Bankwest has just released a report on housing affordability in WA. Bankwest’s affordability index is a ratio of average house price in a Local Government Area to average worker’s salary. Index values are ranging from 0.9 for Mount Magnet to 49.9 for Peppermint Grove (5 is the upper limit of what is considered “affordable”). The information has been presented in WA Today as an alphabetical list of LGAs with corresponding index value. The paper concluded that workers (defined as a group consisting of police officers, nurses, emergency workers and teachers) “…need to move to Perth’s extremities – or even out of it” to find affordable housing.
This is a good example where information could be presented in a more visually attractive and more informative way – using maps! I have converted Bankwest index table to a thematic map to illustrate how this information could be presented to highlight regions which are still considered affordable.
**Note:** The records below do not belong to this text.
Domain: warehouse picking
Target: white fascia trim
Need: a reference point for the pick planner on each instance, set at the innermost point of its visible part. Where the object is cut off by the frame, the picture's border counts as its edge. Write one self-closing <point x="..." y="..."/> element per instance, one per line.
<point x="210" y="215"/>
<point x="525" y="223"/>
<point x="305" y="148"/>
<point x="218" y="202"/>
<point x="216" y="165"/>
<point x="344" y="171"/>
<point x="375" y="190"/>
The key to creating an informative thematic map is to pick the right method for dividing values to be mapped into meaningful categories that convey a certain message. In this case, the story is about locations which are considered affordable. The bank has already defined affordability cut-off value as 5 so that information should be preserved and conveyed on the map. There are many statistical approaches to decide on the split of data to create meaningful categories but on this occasion a simple “rule of thumb” approach is sufficient.
There could be just 2 categories – affordable and non affordable – to convey the message adequately. However, since two-colour map would be quite boring, we could also try to highlight “tail ends” of the data, that is cheap housing areas (eg. those with index value of 2 and below) and those totally out of reach (with index value of 10 and over). The values picked to define the two additional ranges are totally subjective but it does not detract from the key message – that is, which locations have affordable housing.
The selection of colours to present the information on the map is also important. I opted here for a combination to convey the message that there are two categories (affordable and non affordable) but also to indicate grading of index values from “low” to “high”.
Concluding, my appeal is, whenever you think about releasing information relating to postcodes, suburb or other spatially defined regions, please consider putting it also on an interactive map to create a bigger impact! And use my free reference map to enable easy sharing of the information for even greater impact!